又過了十日之後,秋雨一夜,園子裏的菊花落了好些。一邊種的幾棵紅了的楓樹也落了葉兒。
湖裏的水都冒了涼氣兒了又騰着霧氣。細雨落在湖面上,點點水花。
天氣已漸寒,晨起陸拂瑤披上了薄鬥篷。
窗臺上的花草搬下來放在了地上免得着了秋涼就蔫了。
雪茹撐着傘去膳房爲陸拂瑤拿了早膳,進門的時候對陸拂瑤道:“小主,大家夥兒都說要搬去圓明園的事兒呢。”
“奴才們在張羅着如何搬挪物件兒。該是很快就要搬去圓明園住了,奴婢聽說那園子可漂亮了。是之前皇上他老人家頂喜歡的園子呢。”
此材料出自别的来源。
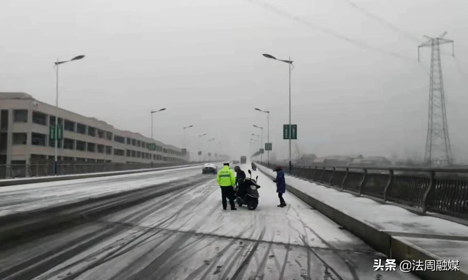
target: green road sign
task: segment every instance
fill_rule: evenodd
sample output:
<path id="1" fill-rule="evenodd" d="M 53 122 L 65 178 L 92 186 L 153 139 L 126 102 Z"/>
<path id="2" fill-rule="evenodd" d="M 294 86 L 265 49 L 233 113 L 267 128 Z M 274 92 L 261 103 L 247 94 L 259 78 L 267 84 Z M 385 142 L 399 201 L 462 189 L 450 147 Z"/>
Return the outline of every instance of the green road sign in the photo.
<path id="1" fill-rule="evenodd" d="M 283 139 L 297 139 L 297 125 L 283 125 Z"/>
<path id="2" fill-rule="evenodd" d="M 63 126 L 61 125 L 51 126 L 49 127 L 49 137 L 51 140 L 60 140 L 63 138 Z"/>
<path id="3" fill-rule="evenodd" d="M 291 125 L 291 139 L 297 139 L 297 125 Z"/>
<path id="4" fill-rule="evenodd" d="M 289 125 L 283 125 L 283 139 L 289 139 Z"/>

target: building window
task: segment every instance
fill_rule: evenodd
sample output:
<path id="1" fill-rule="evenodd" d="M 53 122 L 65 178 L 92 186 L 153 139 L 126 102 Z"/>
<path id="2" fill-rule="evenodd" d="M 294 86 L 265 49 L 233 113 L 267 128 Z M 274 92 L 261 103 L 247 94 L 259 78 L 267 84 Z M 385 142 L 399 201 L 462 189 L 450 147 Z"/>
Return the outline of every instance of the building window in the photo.
<path id="1" fill-rule="evenodd" d="M 32 112 L 32 122 L 38 125 L 45 126 L 46 123 L 47 115 L 44 113 L 33 111 Z"/>
<path id="2" fill-rule="evenodd" d="M 78 151 L 86 150 L 86 142 L 84 141 L 76 140 L 76 150 Z"/>
<path id="3" fill-rule="evenodd" d="M 124 155 L 125 154 L 125 151 L 120 149 L 114 149 L 114 154 L 115 155 Z"/>
<path id="4" fill-rule="evenodd" d="M 96 144 L 94 143 L 88 143 L 87 150 L 88 152 L 94 153 L 96 151 Z"/>
<path id="5" fill-rule="evenodd" d="M 75 123 L 71 120 L 66 119 L 64 122 L 63 129 L 67 131 L 75 132 Z"/>
<path id="6" fill-rule="evenodd" d="M 7 115 L 8 114 L 7 111 Z M 23 109 L 14 110 L 13 121 L 15 122 L 28 122 L 28 110 Z"/>
<path id="7" fill-rule="evenodd" d="M 45 134 L 33 132 L 31 133 L 31 144 L 36 146 L 45 146 Z"/>
<path id="8" fill-rule="evenodd" d="M 27 144 L 28 144 L 28 133 L 13 133 L 13 145 L 26 145 Z"/>
<path id="9" fill-rule="evenodd" d="M 74 150 L 75 149 L 75 140 L 69 138 L 64 138 L 63 147 L 64 149 Z"/>
<path id="10" fill-rule="evenodd" d="M 76 124 L 76 132 L 80 134 L 86 134 L 86 126 L 83 124 Z"/>
<path id="11" fill-rule="evenodd" d="M 8 110 L 0 111 L 0 130 L 8 130 Z"/>
<path id="12" fill-rule="evenodd" d="M 64 156 L 62 158 L 62 160 L 66 162 L 73 162 L 75 160 L 75 158 L 71 156 Z"/>
<path id="13" fill-rule="evenodd" d="M 61 118 L 59 118 L 58 119 L 58 123 L 59 125 L 61 125 L 63 123 L 63 119 Z M 55 116 L 50 115 L 49 116 L 49 125 L 50 126 L 53 126 L 55 124 Z"/>
<path id="14" fill-rule="evenodd" d="M 114 141 L 125 144 L 125 137 L 123 137 L 119 135 L 114 135 Z"/>
<path id="15" fill-rule="evenodd" d="M 88 126 L 88 135 L 95 137 L 96 136 L 96 129 L 93 126 Z"/>
<path id="16" fill-rule="evenodd" d="M 51 136 L 49 135 L 49 147 L 55 147 L 55 140 L 51 139 Z M 62 147 L 62 140 L 57 140 L 57 147 Z"/>

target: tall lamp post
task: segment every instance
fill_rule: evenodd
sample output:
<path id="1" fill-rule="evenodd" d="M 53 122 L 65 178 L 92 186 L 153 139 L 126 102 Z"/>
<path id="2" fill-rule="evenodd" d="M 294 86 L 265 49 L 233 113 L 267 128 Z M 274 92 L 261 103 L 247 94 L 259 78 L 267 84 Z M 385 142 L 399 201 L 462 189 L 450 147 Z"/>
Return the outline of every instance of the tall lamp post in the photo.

陸拂瑤坐在軟榻上接了雪茹遞過來的熱茶,看雪茹又將熱騰騰的早膳擺在桌上。
“若是離開這裏,我還有些捨不得呢,這裏多好啊。獨門獨院兒,自在。”
“倒也是的。在住了快一年了呢,多少有些捨不得。小主,用膳吧。”
陸拂瑤站起來坐在桌邊。雪茹給她遞了筷子又道:“奴婢聽說一件事。說是福晉最近在查一筆銀子的虧空,數目不小,有八百兩呢,也不知哪個奴才膽大包天,吞了這麼一大筆銀子,也不怕撐着。許是被壓住沒露出來的虧空不止這個數呢。”
陸拂瑤不以爲然:“想必能動的了這麼大一筆銀子的定是個大太監,若是被查出來,屁股開花少不了。有人該急了。”
她首先想到的是內務房的侯公公,那喫的流油的樣子又勢利眼兒,不幹點壞事對不起他這張臉。
之前那個落水死的林公公,也是內務房的人,內務房是個肥差也最容易滋生貪婪。
雪茹又道:“主子,還有一事,奴婢聽跟在主子爺身邊的小德子說,十三爺的腿疾主子爺幫着找了好些郎中,治是治了,卻留下後遺症。”
“又查不出什麼緣由的,說可能是傷到了骨頭了。主子爺的爲這事兒挺擾心。”
陸拂瑤嘆道:“若真的治不好,也是沒法子的事。”
史書有記着,胤祥的腿疾留下後遺症,一到冬天,他的右腿就會疼痛,一瘸一拐的。
四爺看着胤祥的傷腿,就會想起胤礽的短來,倒也未必不是一件好事。
“雪茹,還有什麼一併說來。”
“是,小主,那魏庶福晉前兒侍寢了。”
陸拂瑤微怔:“哦?怎的?”
“您也知,這魏庶福晉常去福晉院兒裏走動,主子爺去福晉院兒自是會撞見。前兒主子爺和李衛大人還有張延玉大人在十三爺那裏喫了酒回返,去了福晉院兒裏說話,正巧兒碰到了魏庶福晉,就允了她侍寢。”
“奴才們在背後有嚼舌根呢,說魏庶福晉都入府快兩年了。費盡心思討好福晉,又得是主子爺醉酒才得已侍寢了,也真不是什麼風光的事兒呢。”
陸拂瑤淺淺笑了,四爺多聰明的人,他能因着醉酒讓讓哪個女人爬了他的榻?估摸着也是覺得晾了魏氏兩年了,該有個交代罷了。